As you can see, I've been fiddling a bit with the layout of the blog, and I found a layout that uses the full screen width, which I like better than the narrower layout I was using, so, thanks to Google Bloggger, presto, a new look.

Another impressive part of Blogger is that it appears to be adapted to half of the languages known to man. When I was in China all of the instructions appeared as Chinese ideograms, and here in Hanoi they appear in Thai, luckily I've learned that if I hit the uppermost right hand corner it sends me back to post in our blog with English back as the primary language. Truly revolutionary I think, when people the world round can easily post their whims and ideas into a free market of thought. I wonder when they will get a Burmese version out...

Speaking of language, you haven't experienced language until you've read Chinglish, the literal translations that the Chinese use on signs all over China. Some examples:

"Beware of the landslide" - beneath a stick drawing of a man slipping on a wet floor (I mean, I know I'm a bit overweight, but a landslide?)

"Warm and Fragrant Hint" - the phrase frequently used before any behavioral request, like "Don't grind out your cigarette butts in the carpet"

"Baoshan Airport Chagning" - I think they met "changing", and were using it as we would use "exit". But this is pretty surprising considering that the freeway it was on was one of the most amazing feats of engineering I have ever seen, miles and miles of concrete cantilevered off of the side of near cliff faces, essentially bridges. Untold tens of millions of dollars (or hundreds of millions of Renmibi) to build the road and 50 cents for the sign translations.

"Genitl Emen" - signaling the way to a male toilet

Speaking of toilets... China may be booming and halfway to taking over the world, but they have to be close to dead last in toilet facilities. It is absolutely amazing how foul the average Chinese toilet manages to get over the course of time, say a day or so. I suppose it has something to do with their fondness for "night soil", i.e. fecal waste has been used a fertilizer in China for centuries. So they don't believe in pit latrines, your average rural Chinese toilet just rolls the waste out the back for easy collection by local farmers. And they still have a strong preference for squatting over sitting, so even modern sit down flush toilets tend to be disgusting because many of the people that preceded you squatted on the rim instead of sitting down.

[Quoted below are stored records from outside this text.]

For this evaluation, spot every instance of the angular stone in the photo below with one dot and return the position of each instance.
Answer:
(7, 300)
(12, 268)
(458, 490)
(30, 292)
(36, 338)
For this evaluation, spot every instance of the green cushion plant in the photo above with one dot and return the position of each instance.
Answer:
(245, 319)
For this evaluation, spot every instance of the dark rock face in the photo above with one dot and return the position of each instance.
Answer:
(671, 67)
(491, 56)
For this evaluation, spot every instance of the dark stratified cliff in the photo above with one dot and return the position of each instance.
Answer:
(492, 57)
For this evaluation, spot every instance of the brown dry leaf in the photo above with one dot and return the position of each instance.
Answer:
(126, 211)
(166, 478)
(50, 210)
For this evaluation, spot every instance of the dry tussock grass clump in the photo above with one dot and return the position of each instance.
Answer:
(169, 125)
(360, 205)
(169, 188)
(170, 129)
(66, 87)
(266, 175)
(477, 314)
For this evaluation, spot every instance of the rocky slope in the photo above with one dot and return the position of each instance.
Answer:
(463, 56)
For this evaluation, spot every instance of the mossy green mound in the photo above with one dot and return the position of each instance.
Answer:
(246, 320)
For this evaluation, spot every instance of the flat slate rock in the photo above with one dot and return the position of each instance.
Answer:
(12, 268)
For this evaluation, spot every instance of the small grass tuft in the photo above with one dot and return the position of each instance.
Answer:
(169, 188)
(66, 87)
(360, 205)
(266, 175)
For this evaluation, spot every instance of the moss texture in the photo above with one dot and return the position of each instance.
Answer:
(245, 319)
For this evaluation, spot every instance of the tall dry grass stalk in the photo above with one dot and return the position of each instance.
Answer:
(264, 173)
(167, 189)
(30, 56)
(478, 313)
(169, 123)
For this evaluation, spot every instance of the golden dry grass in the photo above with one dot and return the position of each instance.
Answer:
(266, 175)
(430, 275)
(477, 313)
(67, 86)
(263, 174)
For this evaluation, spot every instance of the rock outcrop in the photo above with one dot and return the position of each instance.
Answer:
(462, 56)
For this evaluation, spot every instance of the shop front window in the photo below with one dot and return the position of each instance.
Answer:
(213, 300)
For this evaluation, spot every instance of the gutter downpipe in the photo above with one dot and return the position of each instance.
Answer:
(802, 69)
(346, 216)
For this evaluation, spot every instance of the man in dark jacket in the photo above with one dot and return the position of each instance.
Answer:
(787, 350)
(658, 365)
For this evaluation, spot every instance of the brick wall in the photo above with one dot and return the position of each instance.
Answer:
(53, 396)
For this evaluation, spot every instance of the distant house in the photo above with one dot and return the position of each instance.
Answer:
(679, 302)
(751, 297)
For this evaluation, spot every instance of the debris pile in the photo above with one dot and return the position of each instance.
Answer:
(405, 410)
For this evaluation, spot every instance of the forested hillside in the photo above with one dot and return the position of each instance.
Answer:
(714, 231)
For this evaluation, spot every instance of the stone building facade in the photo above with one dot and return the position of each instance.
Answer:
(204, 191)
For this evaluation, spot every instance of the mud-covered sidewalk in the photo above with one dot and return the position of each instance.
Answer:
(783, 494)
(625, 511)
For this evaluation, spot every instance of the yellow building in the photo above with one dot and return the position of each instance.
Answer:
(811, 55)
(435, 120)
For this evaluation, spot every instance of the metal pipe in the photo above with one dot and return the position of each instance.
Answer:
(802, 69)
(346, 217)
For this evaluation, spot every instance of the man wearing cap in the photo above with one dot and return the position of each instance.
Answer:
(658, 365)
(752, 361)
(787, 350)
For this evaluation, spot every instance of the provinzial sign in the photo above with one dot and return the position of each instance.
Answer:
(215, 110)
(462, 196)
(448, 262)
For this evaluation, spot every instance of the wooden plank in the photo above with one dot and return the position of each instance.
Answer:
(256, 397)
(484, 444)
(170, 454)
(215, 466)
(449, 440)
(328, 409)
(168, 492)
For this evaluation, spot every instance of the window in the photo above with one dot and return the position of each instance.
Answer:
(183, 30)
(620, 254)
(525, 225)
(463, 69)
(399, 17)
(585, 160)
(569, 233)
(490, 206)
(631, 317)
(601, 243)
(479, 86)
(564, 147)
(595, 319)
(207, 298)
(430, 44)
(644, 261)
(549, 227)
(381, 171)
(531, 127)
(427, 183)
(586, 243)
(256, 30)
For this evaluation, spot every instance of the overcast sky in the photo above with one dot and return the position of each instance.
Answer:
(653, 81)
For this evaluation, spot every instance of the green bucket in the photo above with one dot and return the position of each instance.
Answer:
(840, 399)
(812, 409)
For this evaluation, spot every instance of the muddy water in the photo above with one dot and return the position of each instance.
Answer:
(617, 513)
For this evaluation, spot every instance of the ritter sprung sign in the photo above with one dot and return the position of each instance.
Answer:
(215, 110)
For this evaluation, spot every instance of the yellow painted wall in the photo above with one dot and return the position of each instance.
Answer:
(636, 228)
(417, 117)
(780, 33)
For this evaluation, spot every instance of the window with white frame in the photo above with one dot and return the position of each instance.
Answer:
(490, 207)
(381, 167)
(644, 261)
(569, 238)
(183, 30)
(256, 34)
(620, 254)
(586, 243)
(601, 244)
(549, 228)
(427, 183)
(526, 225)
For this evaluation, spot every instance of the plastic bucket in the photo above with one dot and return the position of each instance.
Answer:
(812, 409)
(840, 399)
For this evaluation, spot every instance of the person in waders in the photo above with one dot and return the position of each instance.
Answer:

I figured you would all want to know, remember, I wrote a page and half about Moroccan bathrooms in one of our Christmas letters a while back. It seems that toilets are something I keep track of. And you readers reap the benefits...

Sunday, July 27, 2008

The "Stone Forest"


It has been a while since we've posted, and we're now in Hanoi, but I am going to try and catch us up over the next 24 hours or so. Last Monday we traveled from Kunming to Mi Le for a retreat, and we just happened to drive by the biggest tourist attraction in Yunnan Province, the UNESCO-anointed natural wonder of the world, the Stone Forest. The Chinese are really into being tourists, and they like natural stuff, so the Stone Forest is a big winner. It was as crowded as Disneyland, which you can tell from the picture below if you look closely at how many people are crowded onto the observation tower/pagoda.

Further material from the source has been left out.